Originally conceived in Polynesia, the modern sport of stand-up paddling (SUP) took hold in the Hawaiian Islands. The Hawaiian term for SUP is Ku Hoe He’e Nalu: to stand, to paddle, to surf a wave. In the early 60’s, surfers in Waikiki stood on their long boards and paddled back to shore with outrigger paddles; they were able to take better pictures of tourists learning to surf and take a breather, along the way. These early handymen were called the Beach Boys of Waikiki and their new way of navigating the waves, Beach Boy Surfing.
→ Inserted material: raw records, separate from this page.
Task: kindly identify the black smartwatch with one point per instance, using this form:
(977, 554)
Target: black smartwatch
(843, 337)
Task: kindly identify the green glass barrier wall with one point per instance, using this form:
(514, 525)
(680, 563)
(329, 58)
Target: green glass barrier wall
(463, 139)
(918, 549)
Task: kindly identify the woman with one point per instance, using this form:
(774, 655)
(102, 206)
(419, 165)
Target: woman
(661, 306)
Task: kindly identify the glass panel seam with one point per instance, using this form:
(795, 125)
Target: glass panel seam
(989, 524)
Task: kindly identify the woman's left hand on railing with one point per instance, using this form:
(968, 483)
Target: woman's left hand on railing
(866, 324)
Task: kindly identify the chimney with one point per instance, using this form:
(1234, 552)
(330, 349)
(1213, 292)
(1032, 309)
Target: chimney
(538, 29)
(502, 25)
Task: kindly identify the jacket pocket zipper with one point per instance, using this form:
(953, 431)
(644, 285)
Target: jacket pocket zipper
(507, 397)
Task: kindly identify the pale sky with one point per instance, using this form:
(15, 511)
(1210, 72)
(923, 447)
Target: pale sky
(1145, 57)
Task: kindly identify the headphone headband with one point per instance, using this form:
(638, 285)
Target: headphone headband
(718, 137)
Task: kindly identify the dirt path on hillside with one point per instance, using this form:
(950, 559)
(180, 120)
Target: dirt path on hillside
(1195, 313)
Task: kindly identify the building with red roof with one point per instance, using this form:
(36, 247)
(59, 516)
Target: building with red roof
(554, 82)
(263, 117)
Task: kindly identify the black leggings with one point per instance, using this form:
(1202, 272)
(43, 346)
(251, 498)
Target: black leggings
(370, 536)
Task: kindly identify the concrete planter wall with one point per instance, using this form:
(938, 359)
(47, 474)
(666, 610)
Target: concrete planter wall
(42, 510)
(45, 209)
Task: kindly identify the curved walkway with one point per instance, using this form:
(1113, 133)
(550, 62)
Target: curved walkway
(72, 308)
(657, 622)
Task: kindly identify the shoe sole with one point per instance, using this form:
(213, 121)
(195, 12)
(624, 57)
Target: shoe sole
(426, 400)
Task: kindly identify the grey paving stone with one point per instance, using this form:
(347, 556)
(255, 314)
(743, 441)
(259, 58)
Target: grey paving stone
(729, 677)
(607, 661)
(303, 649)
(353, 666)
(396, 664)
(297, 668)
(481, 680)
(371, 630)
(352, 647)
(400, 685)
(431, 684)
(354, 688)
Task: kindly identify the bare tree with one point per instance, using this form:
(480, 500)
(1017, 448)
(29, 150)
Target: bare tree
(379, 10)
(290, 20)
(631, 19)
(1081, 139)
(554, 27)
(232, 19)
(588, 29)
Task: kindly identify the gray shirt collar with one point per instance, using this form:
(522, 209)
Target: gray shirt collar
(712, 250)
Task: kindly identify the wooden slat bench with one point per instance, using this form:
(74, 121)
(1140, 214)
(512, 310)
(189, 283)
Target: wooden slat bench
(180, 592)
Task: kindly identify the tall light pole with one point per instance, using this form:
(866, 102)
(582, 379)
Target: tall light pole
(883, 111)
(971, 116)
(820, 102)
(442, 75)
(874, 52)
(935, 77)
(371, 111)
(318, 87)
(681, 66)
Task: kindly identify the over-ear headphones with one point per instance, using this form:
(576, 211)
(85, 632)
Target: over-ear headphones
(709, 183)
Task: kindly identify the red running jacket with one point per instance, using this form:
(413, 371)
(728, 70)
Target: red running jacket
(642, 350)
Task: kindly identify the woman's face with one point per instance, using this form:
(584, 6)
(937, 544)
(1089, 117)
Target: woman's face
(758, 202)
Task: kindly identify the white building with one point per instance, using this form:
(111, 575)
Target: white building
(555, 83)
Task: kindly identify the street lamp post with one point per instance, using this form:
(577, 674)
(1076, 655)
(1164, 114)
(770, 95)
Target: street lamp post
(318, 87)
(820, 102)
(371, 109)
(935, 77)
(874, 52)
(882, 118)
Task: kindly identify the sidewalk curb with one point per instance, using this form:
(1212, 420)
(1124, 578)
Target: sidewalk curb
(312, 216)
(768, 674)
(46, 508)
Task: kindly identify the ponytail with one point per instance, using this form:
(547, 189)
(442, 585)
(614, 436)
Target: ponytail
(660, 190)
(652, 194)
Around the millennium, in the early 2000s, icons such as Laird Hamilton and Brian Kealana embraced the new realm of SUP; they used it to train when the surf was down, take pictures of their surf students for the scrapbook and maybe even enjoy a smoke or two.

MacArthur discovered SUP on his honeymoon to Fiji, in 1993. “It was a combination of my two favorite water sports, surfing and paddling,” he shares. “The following year, I added standup paddling to my own river ventures. I used a standard 12 foot long board and an old windsurfer for the first few seasons, as there weren’t any SUP river- specific boards at the time,” he explains.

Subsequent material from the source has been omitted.